Canada Post will phase out home delivery of mail in urban areas in a new bid to cut costs.

Many newer suburban neighbourhoods in the Lower Mainland already have community mailboxes.

But the Crown corporation says the remaining one third of Canadian households that still get home delivery will be switched to community mailboxes or grouped or lobby mailboxes over the next five years.

It cites declining use of postal mail – a billion fewer pieces of mail were delivered last year compared to 2006 – as households shift to online bill payments and other digital communication.

The price of stamps will also go up from 63 to 85 cents each if bought in booklets, or $1 for individual stamps.

It means up to 8,000 fewer postal workers will be needed, which Canada Post says will be shed by attrition, as nearly 15,000 workers are expected to retire or leave voluntarily over the next five years.

"With its current labour costs, Canada Post has a much higher cost structure than its competitors in the private sector have," Canada Post said in a press release. "This is simply not sustainable."

The reduced workforce and other changes are expected to save a combined $700 to $900 million per year.

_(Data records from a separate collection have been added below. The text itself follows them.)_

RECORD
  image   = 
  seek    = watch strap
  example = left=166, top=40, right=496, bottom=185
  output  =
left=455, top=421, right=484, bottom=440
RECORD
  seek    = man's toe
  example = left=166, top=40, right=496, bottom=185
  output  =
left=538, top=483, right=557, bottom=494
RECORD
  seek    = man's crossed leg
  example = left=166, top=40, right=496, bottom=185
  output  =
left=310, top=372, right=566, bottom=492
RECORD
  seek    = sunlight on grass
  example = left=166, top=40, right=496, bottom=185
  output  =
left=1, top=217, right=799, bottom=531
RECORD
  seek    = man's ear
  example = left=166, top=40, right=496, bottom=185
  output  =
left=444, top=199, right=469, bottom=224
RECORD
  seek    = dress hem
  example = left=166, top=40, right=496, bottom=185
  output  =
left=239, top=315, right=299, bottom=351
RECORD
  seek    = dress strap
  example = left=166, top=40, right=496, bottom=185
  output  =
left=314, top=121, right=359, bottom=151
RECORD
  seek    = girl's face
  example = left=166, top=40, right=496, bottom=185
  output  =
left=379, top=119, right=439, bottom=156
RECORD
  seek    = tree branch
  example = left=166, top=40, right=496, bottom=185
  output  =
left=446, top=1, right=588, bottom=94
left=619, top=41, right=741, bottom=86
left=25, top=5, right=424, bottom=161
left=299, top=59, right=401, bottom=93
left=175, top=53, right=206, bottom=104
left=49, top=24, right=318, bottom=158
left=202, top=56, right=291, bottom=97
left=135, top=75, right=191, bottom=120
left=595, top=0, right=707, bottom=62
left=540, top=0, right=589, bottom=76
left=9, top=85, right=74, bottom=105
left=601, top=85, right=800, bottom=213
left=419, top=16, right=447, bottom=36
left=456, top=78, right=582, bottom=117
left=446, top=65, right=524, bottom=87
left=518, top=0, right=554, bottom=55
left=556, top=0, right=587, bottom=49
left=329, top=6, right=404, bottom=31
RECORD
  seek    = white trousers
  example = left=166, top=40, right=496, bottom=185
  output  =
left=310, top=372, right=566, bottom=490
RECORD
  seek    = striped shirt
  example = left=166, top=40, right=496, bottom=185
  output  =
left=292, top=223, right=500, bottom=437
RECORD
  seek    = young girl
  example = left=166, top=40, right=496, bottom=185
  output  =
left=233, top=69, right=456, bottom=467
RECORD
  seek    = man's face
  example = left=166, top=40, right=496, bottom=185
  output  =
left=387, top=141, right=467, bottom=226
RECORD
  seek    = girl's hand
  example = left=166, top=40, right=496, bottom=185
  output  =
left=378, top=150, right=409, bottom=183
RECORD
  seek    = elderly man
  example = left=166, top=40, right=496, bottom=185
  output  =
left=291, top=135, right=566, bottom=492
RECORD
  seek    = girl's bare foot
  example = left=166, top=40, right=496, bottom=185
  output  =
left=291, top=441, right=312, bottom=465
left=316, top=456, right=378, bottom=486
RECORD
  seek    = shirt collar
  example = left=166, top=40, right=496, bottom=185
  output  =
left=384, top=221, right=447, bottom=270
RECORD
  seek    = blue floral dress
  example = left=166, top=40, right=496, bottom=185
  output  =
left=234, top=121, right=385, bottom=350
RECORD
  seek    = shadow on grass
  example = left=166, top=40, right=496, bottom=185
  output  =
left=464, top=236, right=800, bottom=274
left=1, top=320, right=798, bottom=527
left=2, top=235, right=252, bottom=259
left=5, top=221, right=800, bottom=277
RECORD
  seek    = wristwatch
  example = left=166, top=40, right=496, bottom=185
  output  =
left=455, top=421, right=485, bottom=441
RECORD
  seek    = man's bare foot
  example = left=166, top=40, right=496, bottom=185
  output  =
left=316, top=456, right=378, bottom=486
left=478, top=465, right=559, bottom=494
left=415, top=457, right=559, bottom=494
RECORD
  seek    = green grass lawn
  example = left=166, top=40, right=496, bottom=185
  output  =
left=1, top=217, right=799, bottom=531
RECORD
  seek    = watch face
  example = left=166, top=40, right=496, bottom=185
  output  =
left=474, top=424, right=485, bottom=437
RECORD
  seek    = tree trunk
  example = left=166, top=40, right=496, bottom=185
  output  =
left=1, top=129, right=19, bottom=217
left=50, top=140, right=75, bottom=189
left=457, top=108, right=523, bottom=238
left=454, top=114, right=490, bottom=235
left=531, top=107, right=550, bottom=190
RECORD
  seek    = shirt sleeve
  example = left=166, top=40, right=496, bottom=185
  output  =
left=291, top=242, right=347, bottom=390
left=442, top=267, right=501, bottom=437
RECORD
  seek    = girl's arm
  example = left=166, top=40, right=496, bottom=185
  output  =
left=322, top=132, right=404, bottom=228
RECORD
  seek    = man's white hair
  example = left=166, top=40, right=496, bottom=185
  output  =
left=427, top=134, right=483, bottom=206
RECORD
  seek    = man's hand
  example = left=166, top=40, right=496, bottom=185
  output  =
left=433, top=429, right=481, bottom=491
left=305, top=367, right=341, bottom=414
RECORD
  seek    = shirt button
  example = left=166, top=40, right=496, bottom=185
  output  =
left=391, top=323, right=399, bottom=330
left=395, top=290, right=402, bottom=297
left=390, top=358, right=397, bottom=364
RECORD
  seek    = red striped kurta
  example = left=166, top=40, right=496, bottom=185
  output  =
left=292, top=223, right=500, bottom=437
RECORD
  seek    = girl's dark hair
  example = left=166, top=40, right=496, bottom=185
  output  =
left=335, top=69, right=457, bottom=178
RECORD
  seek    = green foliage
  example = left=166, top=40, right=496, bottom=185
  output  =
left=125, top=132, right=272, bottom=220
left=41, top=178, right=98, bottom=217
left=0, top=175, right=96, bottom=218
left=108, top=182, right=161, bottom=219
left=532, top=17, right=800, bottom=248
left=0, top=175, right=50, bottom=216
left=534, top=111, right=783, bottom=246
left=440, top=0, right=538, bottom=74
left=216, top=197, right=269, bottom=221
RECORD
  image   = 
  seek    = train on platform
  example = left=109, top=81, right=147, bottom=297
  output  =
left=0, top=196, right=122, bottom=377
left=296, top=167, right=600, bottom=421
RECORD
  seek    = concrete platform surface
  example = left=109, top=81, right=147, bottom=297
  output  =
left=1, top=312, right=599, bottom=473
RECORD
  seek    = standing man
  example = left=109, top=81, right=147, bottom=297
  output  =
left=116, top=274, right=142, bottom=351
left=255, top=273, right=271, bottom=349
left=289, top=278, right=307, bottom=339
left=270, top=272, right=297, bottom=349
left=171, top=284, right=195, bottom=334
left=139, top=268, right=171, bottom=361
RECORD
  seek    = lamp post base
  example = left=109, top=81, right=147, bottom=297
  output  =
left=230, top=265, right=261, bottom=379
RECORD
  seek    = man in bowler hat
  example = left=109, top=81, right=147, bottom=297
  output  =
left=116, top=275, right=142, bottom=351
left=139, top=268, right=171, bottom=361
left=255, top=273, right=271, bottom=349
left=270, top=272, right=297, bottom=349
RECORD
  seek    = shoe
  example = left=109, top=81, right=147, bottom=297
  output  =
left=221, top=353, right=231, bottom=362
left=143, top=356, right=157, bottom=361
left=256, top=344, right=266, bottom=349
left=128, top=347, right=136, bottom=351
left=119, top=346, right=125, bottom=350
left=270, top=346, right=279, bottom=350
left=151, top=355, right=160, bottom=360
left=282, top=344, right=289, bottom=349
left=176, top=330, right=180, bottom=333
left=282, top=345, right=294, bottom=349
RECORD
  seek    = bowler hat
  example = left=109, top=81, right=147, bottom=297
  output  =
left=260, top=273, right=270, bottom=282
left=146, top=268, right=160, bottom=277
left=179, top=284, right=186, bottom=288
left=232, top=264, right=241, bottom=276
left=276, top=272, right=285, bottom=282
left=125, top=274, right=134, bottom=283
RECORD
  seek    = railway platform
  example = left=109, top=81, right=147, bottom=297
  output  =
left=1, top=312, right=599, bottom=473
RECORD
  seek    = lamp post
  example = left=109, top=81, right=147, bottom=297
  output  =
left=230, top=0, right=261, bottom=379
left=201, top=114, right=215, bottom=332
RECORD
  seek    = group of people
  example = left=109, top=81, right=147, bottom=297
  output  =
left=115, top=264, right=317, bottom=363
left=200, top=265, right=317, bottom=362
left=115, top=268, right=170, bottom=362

A Conference Board of Canada report last spring found Canada Post would face losses of $1 billion a year by 2020 without major reform.

Reaction has been mixed but one concern being raised is that many more banks of community mailboxes will be vulnerable to mail theft by identity thieves.

There have been ongoing mail theft reports in communities like Belcarra that already have the clustered group boxes, as well as newly developed areas of Surrey, particularly Clayton.

Surrey resident Craig Findlay says the community mailbox in his Fleetwood neighbourhood was broken into repeatedly and says Canada Post must make them more secure before converting the remaining urban neighbourhoods.

"It's going to be an exercise in futility as far as I'm concerned," Findlay said. "They should try it in one or two places and find out for themselves how bad it's going to be."

Findlay said Canada Post is right to seek ways to stop losing money.

But he said it might be smarter to reduce home delivery to every second or third day, or else put group boxes in publicly accessible indoor areas such as malls, until mail thieves can be thwarted.

Belcarra Mayor Ralph Drew said Canada Post has hardened the community boxes somewhat with anti-pry devices so they are less vulnerable to theft.

"It's not as bad as it was," he said, but added mail theft from the boxes remains a continuing problem throughout the Tri-Cities.

"If somebody's determined, they're going to get in."

Drew said the complete transition away from door-to-door home delivery was predictable and inevitable.

"Home delivery people really been subsidized by the other two thirds of the Canadian public in terms of the cost of the system."